Grigsby continued. “The Black Creek Syndicate accused us of infringing upon their claims to the empty planetoids we terraformed with our resources.” He spread his hands. “In exchange for letting us remain, we became their ‘contractors,’ although ‘indentured servants’ is a more honest description.” He made a lemon-sucking face. “When their syndicate closed, we came into legal possession of this property, as per their agreement with us. Which we communicated to the Voyager Partners Syndicate, which, I assume, is your client.”
“It is not, and there’s no record of any contracts you made with Black Creek.” The rest of the group began following behind her, too. And around her. What fun.
“And yet here we are. Does our presence alone not confirm my story, engineered animal?”
“Not really, ostensibly natural animal. It only confirms—”
“Watch your mouth,” Burly Guy spat. “You’ll show Elder Grigsby respect.”
Saffron looked back up at him levelly. “I’ll show the respect I’m given.”
That just made Burly Guy look even more livid, but Grigsby held up a hand. “Our visitor makes a valid point. If referring to her as an engineered animal is offensive, we shall refrain. And she is correct. We are all animals, aren’t we. Now. You were saying?”
“I was saying that no, your presence doesn’t confirm your story. The deed to Hollerman 14—the name I know this rock as—passed from Voyager Partners to the Wilton Group, and as far as they’re concerned you’re illegally occupying their property. They told me you were an occupying camp of dangerous armed zealots.”
They walked past the terminal building without going in. More buildings came into view, ones in considerably better shape, although they had an aggressively low-tech air about them: wooden construction that gave an air of performative antiquity, all manual doors, overhead wires for power and communication.
As they walked, Lanky Guy watched her really closely. Was he expecting her to make a dash for it, draw a weapon…or, wait, was he fighting with unexpected attraction to an “engineered animal?” She put a touch more sashay into her step, tail swishing, showing off what she knew was a damn fine butt. His eyes widened and a bit of flush crept onto his cheeks. Uh huh.
“We dispute the Wilton Group’s claim.”
“Do you have anything that can prove Black Creek transferred Hollerman 14’s title to you?”
“They gave us this land in exchange for our work. And they gave us their word.
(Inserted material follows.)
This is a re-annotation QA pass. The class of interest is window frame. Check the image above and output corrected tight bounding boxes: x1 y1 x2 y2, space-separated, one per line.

Should a man’s word not be his bond?”
Saffron sighed. “In an ideal world, sure. In this world, though, either nobody at Black Creek left legally recognized documentation backing up your claim, or Wilton and Voyager are pretending they don’t have it. Without a signed, verified document, this rock is Wilton’s, not yours.”
They’d walked into “town” now, and the sense of it being unstuck in time only intensified. The vibes she was getting from onlookers wasn’t exactly hostile, but it sure wasn’t welcoming. Even so, these people didn’t look anything like soldiers. They might technically be occupiers, and they probably were zealots, but they definitely weren’t an occupying army.
“So you’re determined to proceed with your assault on our peaceful settlement.”
She stopped, crossing her arms. “I’m determined to fulfill my contract, unless I have a valid, well-supported reason to break it. I’m not seeing the armed mercenary camp here I was expecting to, but bluntly, that’s not enough. You being sincere, backwards, self-evidently speciesist settlers is not enough to let me break the damn contract without putting me at risk—and without having Wilton send somebody else who won’t bother talking to you first. Which, technically, they’ve already done.” She spread her hands. “So with all respect, Grigs, if you don’t give me a convincing reason to terminate my contract, either I help you clear out peacefully, or I clear you out the hard way.”
The armed humans who’d walked her back from the terminal drew their weapons. Oh, come on. Surely they weren’t going to—
“Or, we hold you hostage in exchange for Heavy Forces leaving us alone. Unless you think your employers will not honor their word, in which case we have a serious problem.”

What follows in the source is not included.